"Angel". Pilch. Review by Anuj Mishra
There is something dystopian about the racket of a tube’s approach. The gust of stale air which presages the beastly roar of its arrival, and then the descending scale of its slowing to a stop. Angel, a piece of new writing by Susie Weidmann and Jacob Potter, takes the Underground as the setting for its own modern dystopia. A thirty-odd woman, Sara, takes a seat on the tube to make a ten minute journey down the Northern line to Angel, where she has a doctor’s appointment to attend. Sara (Susie Weidmann) tells us that she’s going to find out whether the lump in her breast is cancer or not, before directing the stranger sitting next to her to feel it for himself.

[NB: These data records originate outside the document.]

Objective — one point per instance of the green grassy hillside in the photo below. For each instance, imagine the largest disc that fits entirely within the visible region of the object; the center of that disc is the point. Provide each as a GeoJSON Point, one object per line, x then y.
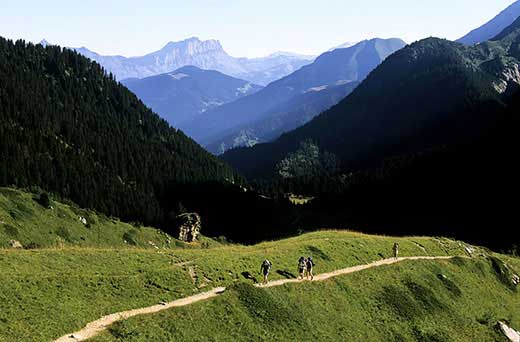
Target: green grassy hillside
{"type": "Point", "coordinates": [47, 293]}
{"type": "Point", "coordinates": [24, 219]}
{"type": "Point", "coordinates": [458, 300]}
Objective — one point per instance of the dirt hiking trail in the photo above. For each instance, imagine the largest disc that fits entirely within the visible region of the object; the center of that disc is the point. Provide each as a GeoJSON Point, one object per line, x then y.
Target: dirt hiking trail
{"type": "Point", "coordinates": [95, 327]}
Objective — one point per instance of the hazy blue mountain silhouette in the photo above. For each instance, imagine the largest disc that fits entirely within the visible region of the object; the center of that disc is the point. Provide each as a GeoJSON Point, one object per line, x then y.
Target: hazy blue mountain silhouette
{"type": "Point", "coordinates": [336, 67]}
{"type": "Point", "coordinates": [187, 92]}
{"type": "Point", "coordinates": [493, 27]}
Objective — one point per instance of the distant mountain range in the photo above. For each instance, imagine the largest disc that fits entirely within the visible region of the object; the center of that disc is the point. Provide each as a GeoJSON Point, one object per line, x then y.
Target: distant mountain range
{"type": "Point", "coordinates": [493, 27]}
{"type": "Point", "coordinates": [187, 92]}
{"type": "Point", "coordinates": [430, 93]}
{"type": "Point", "coordinates": [70, 129]}
{"type": "Point", "coordinates": [208, 55]}
{"type": "Point", "coordinates": [227, 124]}
{"type": "Point", "coordinates": [283, 118]}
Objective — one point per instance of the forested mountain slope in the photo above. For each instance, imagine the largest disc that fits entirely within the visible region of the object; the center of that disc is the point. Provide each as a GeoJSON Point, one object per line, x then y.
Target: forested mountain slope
{"type": "Point", "coordinates": [68, 127]}
{"type": "Point", "coordinates": [431, 92]}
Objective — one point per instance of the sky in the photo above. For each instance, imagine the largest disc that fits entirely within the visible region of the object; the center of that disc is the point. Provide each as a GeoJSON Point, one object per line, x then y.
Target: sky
{"type": "Point", "coordinates": [246, 28]}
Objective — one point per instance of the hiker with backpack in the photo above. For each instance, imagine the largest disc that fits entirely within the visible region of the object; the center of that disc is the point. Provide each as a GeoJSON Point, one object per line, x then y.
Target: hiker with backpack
{"type": "Point", "coordinates": [396, 250]}
{"type": "Point", "coordinates": [302, 265]}
{"type": "Point", "coordinates": [264, 269]}
{"type": "Point", "coordinates": [309, 265]}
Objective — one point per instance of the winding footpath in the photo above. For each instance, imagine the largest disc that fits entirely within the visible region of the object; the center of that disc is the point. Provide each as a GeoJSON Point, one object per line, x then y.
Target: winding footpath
{"type": "Point", "coordinates": [95, 327]}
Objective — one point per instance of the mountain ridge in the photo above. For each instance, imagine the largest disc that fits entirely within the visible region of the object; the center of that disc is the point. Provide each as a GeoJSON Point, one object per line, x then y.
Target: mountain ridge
{"type": "Point", "coordinates": [208, 54]}
{"type": "Point", "coordinates": [493, 27]}
{"type": "Point", "coordinates": [341, 65]}
{"type": "Point", "coordinates": [187, 92]}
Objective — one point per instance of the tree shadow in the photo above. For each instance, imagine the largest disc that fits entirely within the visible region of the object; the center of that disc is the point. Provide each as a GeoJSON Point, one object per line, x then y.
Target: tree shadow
{"type": "Point", "coordinates": [286, 274]}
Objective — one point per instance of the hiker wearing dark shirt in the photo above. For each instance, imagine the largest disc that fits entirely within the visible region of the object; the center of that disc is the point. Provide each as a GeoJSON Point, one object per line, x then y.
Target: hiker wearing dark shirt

Angel plays out as a concatenation of laughably
awkward moments like this one. Weidmann’s Sara monologues at the audience in
real-time, like a subterranean Fleabag, while her journey is
interspersed with flashbacks from key moments in her life, all of which also took
place on trains. In each of these flashbacks, Sara is played by a different
actor in quite a different way. The clarifying effect that flashback usually
has is completely upended, and the character becomes a kaleidoscope of
conflicting personas with only her dry humour and stalwart husband, Angel
(Purav Menon) remaining consistent. By effect, Angel offers a window
into several journeys, none of which reach any sort of destination. It’s only
the prospect of death which offers any semblance of finality.
These obfuscated
symbolic overtones formed the backdrop to a production which possessed all the hallmarks
we have come to expect from Matchbox Productions – creative direction,
excellent performers, and clever set-design. The Pilch’s usual thrust stage was
reconfigured to recreate a train carriage, with the blocks of audience seating
separated by a central aisle and moquette train seats for the players, creating
a T-shaped performance space. The effect was slightly voyeuristic, recreating
that wonderful experience of eavesdropping on a particularly exciting
conversation on public transport.
Each Sara – Catty
Claire, Rose Hemon, Izzy Lever – lent a new dimension to the character, while
the sporadic reappearances of Nate Wintraub – as a priest, a stoner, and potential
shag, among others – brought a humour to this would-be tragedy. The efforts of
Orli Wilkins and Ice Dob perfectly recreated the distinctive sights and sounds
of the underground.
At just an hour, Angel
is short, but stops short of intensity. Instead, the play reveals the
mundane, being-towards-nothingness that tinges the everyday.
Angel concludes its sell-out run at the Michael
Pilch Studio tonight, 22nd February. Runtime, 1 hour.